- Dhanori Location in Gujarat, India
- Coordinates: 20°45′N 72°57′E﻿ / ﻿20.75°N 72.95°E
- Country: India
- State: Gujarat
- District: Navsari

Area
- • Total: 3 km^{2} (1.2 sq mi)
- Elevation: 4 m (13 ft)

Population (2001)
- • Total: 3,000
- • Density: 1,000/km^{2} (2,600/sq mi)

Languages
- • Official: Gujarati, Hindi
- Time zone: UTC+5:30 (IST)
- PIN: 396360
- Telephone code: 02634

= Dhanori =

Dhanori is a small village in Navsari district in the state of Gujarat, India. It is about 40 km north of the city of Valsad and about 25 km south of the district city of Navsari.

Dhanori is well connected to Surat, Bilimora, Navsari, Gandevi by road, and it is in these places that most of the village population work.
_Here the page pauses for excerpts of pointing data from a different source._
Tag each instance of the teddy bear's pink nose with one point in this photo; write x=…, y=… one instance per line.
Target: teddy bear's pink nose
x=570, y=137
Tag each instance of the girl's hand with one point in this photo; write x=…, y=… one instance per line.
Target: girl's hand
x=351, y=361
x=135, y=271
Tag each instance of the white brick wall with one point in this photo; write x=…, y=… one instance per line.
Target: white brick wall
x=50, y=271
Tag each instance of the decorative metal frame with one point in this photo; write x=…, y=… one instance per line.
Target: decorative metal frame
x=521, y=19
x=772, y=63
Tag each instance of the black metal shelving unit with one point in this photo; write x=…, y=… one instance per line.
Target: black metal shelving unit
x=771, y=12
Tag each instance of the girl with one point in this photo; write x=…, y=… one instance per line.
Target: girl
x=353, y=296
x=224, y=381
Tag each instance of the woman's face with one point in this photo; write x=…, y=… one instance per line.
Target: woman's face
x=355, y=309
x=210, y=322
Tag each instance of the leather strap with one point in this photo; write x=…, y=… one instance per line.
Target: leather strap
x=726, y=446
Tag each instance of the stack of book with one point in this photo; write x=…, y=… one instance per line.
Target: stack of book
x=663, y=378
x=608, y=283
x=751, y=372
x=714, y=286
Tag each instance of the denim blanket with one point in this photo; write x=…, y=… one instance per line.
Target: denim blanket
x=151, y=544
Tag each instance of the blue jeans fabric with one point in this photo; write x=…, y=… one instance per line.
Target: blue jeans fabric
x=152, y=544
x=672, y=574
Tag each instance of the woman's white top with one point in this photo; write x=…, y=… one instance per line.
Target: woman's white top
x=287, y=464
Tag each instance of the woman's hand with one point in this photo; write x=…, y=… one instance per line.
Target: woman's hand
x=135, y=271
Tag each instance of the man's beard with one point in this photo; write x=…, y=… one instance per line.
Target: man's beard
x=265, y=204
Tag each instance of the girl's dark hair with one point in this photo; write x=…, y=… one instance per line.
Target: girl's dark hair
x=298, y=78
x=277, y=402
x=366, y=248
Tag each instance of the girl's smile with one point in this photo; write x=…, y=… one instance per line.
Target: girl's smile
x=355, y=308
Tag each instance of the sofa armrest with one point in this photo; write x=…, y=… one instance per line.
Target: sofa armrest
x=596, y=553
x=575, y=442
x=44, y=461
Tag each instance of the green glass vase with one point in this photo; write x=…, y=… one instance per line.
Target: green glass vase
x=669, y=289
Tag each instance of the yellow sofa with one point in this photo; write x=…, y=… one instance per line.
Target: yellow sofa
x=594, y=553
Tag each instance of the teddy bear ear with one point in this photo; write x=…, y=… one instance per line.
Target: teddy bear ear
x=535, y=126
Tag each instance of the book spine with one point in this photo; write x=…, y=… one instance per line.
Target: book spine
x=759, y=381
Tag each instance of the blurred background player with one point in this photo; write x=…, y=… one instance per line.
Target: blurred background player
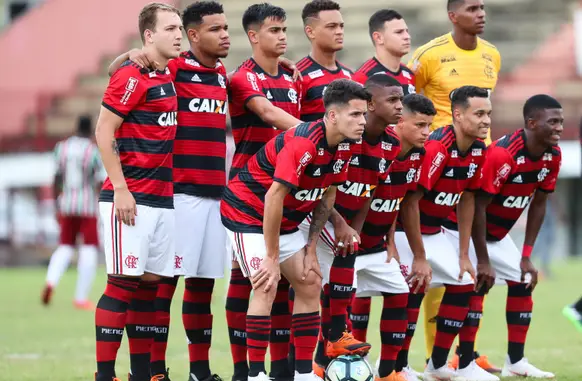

Their primary occupation is that of farming i.e Rice, sugarcane, chickoo and Mango. Dhanori also has one primary school and one Ashram Sala. Dhanori is located 5 Km away from National highway no.8 which is connected between Mumbai and Ahmedabad.

Dhanori hosts annual Diwali function which is well known within Navsari district. The function includes competitions such as Rangoli, Aarti decoration, food dishes, Music and various sports.